Income Tax Return can be revised even if order us 143(3) has been passed
IN THE INCOME TAX APPELLATE TRIBUNAL
The Relevant Text of the Order as follows :
16. The other reason given by the AO to reject the revised return was that the assessee company has filed the revised return after receipt of intimation u/s. 143(1) of the Act and hence do not fulfill the conditions as laid down in sec. 139(5) of the Act which provision required the filing of revised return prior to completion of assessment. We note that in the instant case the assessee filed ROI on 28.09.2010 and intimation u/s. 143(1) was issued on 14.04.2011 and the revised ROI was filed on 09.06.2011, after the Hon’ble High Court’s order of demerger was passed on (08.03.2011 and 21.04.2011) with effect from the appointed date 01.03.2010. So from the dates of events given above, it is clear that assessee could not have filed the revised return claiming set off u/s. 72A(4) of the Act of the demerged company without the Hon’ble High Court’s sanctioned the demerger scheme on 08.03.2011 and 21.04.2011. The intimation was issued by the department u/s. 143(1) of the Act on 14.04.2011. So, the AO by raising this objection is asking the assessee to do an impossible thing. Be that as it may be intimation u/s. 143(1) of the Act is not strictly assessment, when the AO has passed in the relevant year scrutiny assessment u/s. 143(3) of the Act.
17. According to us, the right to file a revised return of income does not lapse with the issuance of intimation under section 143(1) of the Act. Intimation u/s 143(1) of the Act cannot be said to be a ‘completion of assessment’ and more so, when assessment has subsequently been completed under section 143(3) of the Act. Reliance is placed on the judgment of the Hon’ble Supreme Court in the case CIT v Rajesh Jhaveri Stock Brokers Pvt. Ltd. (2007) 291 ITR 500 (SC) wherein it was held that,
“The expressions ‘intimation’ and ‘assessment order’ have been used at different places. The contextual difference between the two expressions has to be understood in the context the expressions are used. The assessment is used as meaning sometimes ‘the computation of income’, sometimes ‘the determination of the amount of tax payable’ and sometimes ‘the whole procedure laid down in the Act for imposing liability upon the tax payer’. In the scheme of things, as noted above, the intimation under section 143(1)(a) cannot be treated to be an order of assessment.”
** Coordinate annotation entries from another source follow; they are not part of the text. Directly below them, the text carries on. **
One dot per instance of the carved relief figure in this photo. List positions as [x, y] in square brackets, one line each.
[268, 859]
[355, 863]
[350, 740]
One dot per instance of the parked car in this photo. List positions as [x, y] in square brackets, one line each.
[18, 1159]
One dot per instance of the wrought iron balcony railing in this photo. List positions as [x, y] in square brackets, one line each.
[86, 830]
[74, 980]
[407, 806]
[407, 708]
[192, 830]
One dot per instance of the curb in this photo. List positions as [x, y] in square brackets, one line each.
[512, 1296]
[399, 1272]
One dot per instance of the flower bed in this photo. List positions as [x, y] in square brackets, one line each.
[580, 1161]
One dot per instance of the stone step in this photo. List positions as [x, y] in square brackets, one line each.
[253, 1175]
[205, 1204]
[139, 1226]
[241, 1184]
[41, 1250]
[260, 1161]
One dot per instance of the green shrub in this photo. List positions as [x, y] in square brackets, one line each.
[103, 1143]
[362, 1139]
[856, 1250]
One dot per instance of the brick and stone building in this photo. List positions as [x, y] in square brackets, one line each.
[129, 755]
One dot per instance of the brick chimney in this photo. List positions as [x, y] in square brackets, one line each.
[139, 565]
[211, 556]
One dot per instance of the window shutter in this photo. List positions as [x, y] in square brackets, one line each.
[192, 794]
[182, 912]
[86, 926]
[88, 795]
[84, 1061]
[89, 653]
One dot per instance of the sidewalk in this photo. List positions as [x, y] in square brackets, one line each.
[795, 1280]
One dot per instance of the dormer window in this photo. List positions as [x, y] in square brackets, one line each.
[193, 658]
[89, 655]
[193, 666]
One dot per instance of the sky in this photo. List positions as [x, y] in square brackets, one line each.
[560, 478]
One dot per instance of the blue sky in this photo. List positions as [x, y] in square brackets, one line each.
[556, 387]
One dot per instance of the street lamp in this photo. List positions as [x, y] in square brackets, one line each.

18. The Hon’ble Calcutta High Court in Coates of India Ltd. v. Deputy CIT [1995] 214 ITR 498 (Cal) held that where the order under section 143(1)(a) is followed by a regular assessment under section 143(3), the order under section 143(1)(a), in so far as it is contrary to the regular assessment under section 143(3) ceases to be executable and becomes ineffective. Further, in Himgiri Foods Ltd v. CIT /2010} 231 CTR 470 (Gujarat) it was held by the Hon’ble High court of Gujarat that the provision mandates that if after the issuance of intimation, a revised return is furnished by an assessee under sub-section (5) of section 139 it is incumbent upon the Assessing Officer to process the revised return and amend the intimation issued under section 143(1)(a) of the Act on the basis of the revised return. At this stage there is no question of going into the validity of the return filed under section 139(5) of the Act if the revised return is filed within the prescribed period of limitation. An intimation under section 143(1)(a) of the Act cannot be equated with an assessment framed under section 143(3) of the Act and the Assessing Officer cannot refuse to process the revised return and modify the intimation in accordance with section 143(1B) of the Act.